A Florida School Is Holding Back Yearbooks Because Of Student Protest Photos

By Rick Gonzales | 2 weeks ago

yearbook

Students at Lyman High School in central Florida have been told they will not be receiving their yearbooks until certain “alterations” can be made. The “alterations” include covering up images, as well as their descriptions, of students holding a “love is love” sign and rainbow flags while protesting the state’s Parental Rights in Education Bill, also known as the “Don’t Say Gay” bill. This bill was recently signed into law by Governor Ron DeSantis.

Seminole County Public Schools wanted to be clear on the fact that they were not opposing the fact that the students in the images were protesting the law. They were, in fact, all in favor of the walkout. But, according to the school district, the images and descriptions in the yearbook of the student walkout in March should not have been there in the first place.

Michael Hunter, Lyman High School’s principal, said that those images should have been “caught earlier in the review process.” Because it wasn’t, the school district will take unusual measures to make sure the images and descriptions fall within school policy. Instead of reprinting the entire batch of 600 yearbooks, the school will go through the process of covering up the images with stickers.
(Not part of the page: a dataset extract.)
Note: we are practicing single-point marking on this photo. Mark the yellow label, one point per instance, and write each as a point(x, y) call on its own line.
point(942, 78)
“Rather than reprinting the yearbook at substantial cost and delay, we have elected to cover that material that is out of compliance with board policy so that yearbooks can be distributed as soon as possible,” Hunter said in his statement via ABC News. To clarify the school and the district’s stance, Seminole County Public Schools spokesperson Mark Lawrence reiterated that the district didn’t have an issue with the protest, but with how the yearbook presented the material in question. The district felt that if they allowed the images to be seen in their entirety, it would look like the school was endorsing the protest, which then would be a violation of school board policy.

“The issue at hand here is not the photos or the topic for which the students were protesting,” Lawrence explained. “If these items were caught earlier prior to print, some simple editing/tweaking likely could’ve occurred to make that section in compliance prior to print.” As to what type of yearbook editing would have been necessary, Lawrence indicated that “specifically making it clear that this particular event was a ‘student’-led event that was not sponsored, endorsed, or promoted by the district or school would’ve solved the issue.”

yearbook

Lawrence wanted to point out again that it wasn’t the student protest that was at issue. He said that the Lyman High School yearbook dedicates a separate page to the school’s Gay-Straight Alliance Club. He said that elsewhere in the yearbook it shows school students at a pride march proudly waving rainbow flags. But he claims that those images fall within the school board’s policy.

When coming up with solutions to get the yearbooks into the hands of waiting students, school officials came up with the sticker solution. It was the least costly and one that wouldn’t delay getting yearbooks to the students before seniors graduated and summer break ensued. Danielle Pomeranz is the yearbook’s faculty advisor and before looking into the sticker solution, she looked at reprinting the whole bundle. It would have cost the school and district $45,000 to make that happen.

Obviously, some of the students were not happy with the school policy. “This really shouldn’t be happening because all we did as journalists was document what was happening at our school on our campus,” said Skye Tiedemann to the Orlando Sentinel. She is one of the yearbook’s editors-in-chief. “To have that covered up isn’t right. … This is censorship.”

Rep. Carlos G. Smith is a Democrat and the Sunshine State’s first LGBTQIA2S+ Latino legislator and he tweeted out after the pulling of the yearbook, “This censorship is a direct result of the law these students were protesting. #WeWillNotBeErased in this so-called ‘free state.'” The law he is referring to is the one DeSantis recently signed that outlawed any form of classroom discussion on gender identity or sexual orientation in grades K through 3.

Another Democrat, State Rep. Anna Eskamani from the Orlando area put pen to paper and wrote a letter to the school board members expressing her disappointment in their decision. “Students were empowered to craft a yearbook that reflects their lived experience of the academic year and did so with professionalism — sharing a piece of history on Lyman’s campus, one that should be reflected upon,” Eskamani wrote. “Not censored.”Students at the school have decided to speak up. They have created the hashtag, “#stopthestickers,” which is making its rounds across social media. They have also planned a peaceful protest that will accompany the upcoming school board meeting.